Sunday, May 18, 2008

3 byte characters in 2 bytes?

Character encodings remain a challenge in many integration projects. Just had a customer asking: how can a 3 byte character (UTF-8) fit in a 2 byte (UTF-8) character?

Simple question I thought: (modern) programming languages and operating systems use 2 bytes to represent a single character. This gives room for 2^16 characters. Although not covering all characters, I was assuming that 2 bytes were sufficient.

Just learned that some characters in UTF-16 are encoded as 4 bytes (2 x 2 bytes). These are called surrogates. The first 2 bytes of such surrogate are in the range D800-DBFF, the last 2 bytes are in the range DC00-DFFF. As such, UTF-16 is developed to support little over a million characters.

For exchange of data in application integration scenario's, UTF-8 is recommended:
- No byte order, no need for a byte order marker
- No zero byte (making life easy for all those C-programmers
- ASCII represented unchanged
- Compact encoding of Western European characters

When diving into the Java doc of Char, the Char class is aware of surrogates (at least in 1.5). And I assume that some systems already use 4 bytes internally to represent characters, just to avoid the complexity of these surrogates (2 x 2 byte characters in UTF-16).

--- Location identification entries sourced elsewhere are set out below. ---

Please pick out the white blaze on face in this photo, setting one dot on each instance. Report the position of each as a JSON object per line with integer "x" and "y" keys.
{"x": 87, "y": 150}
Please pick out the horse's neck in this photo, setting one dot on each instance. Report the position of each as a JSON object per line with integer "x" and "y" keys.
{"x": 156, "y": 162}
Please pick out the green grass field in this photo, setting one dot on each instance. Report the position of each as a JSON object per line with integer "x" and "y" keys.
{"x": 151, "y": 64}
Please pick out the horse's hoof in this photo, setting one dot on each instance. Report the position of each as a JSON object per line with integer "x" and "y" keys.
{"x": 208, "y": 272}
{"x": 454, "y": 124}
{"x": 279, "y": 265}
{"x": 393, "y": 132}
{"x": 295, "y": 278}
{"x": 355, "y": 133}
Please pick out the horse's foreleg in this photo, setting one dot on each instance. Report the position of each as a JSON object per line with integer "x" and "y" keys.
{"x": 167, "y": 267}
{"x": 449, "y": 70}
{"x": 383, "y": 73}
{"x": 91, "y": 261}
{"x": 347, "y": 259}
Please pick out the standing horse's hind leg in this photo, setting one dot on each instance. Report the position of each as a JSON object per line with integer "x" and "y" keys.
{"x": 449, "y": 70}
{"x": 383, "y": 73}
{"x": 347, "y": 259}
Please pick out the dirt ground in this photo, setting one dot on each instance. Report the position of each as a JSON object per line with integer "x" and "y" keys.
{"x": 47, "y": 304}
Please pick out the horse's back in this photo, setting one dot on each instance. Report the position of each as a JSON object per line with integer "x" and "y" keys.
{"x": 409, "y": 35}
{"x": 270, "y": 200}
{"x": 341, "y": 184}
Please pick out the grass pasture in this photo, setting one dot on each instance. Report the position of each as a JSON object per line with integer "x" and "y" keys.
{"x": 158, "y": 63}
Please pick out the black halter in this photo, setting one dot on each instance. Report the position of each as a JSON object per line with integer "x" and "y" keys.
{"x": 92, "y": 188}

So another item for my totdo list: experiment a bit with conversion of text containing such surrogates from UTF-8 to UTF-16 and back. In particular in e.g. file adapters of integration solutions.

2 comments:

Emile said...
This comment has been removed by the author.
Emile said...

Thanks Guy. It will help me when (again) strugling with character encoding issues. ;-)

Cheers,

Emile Hermans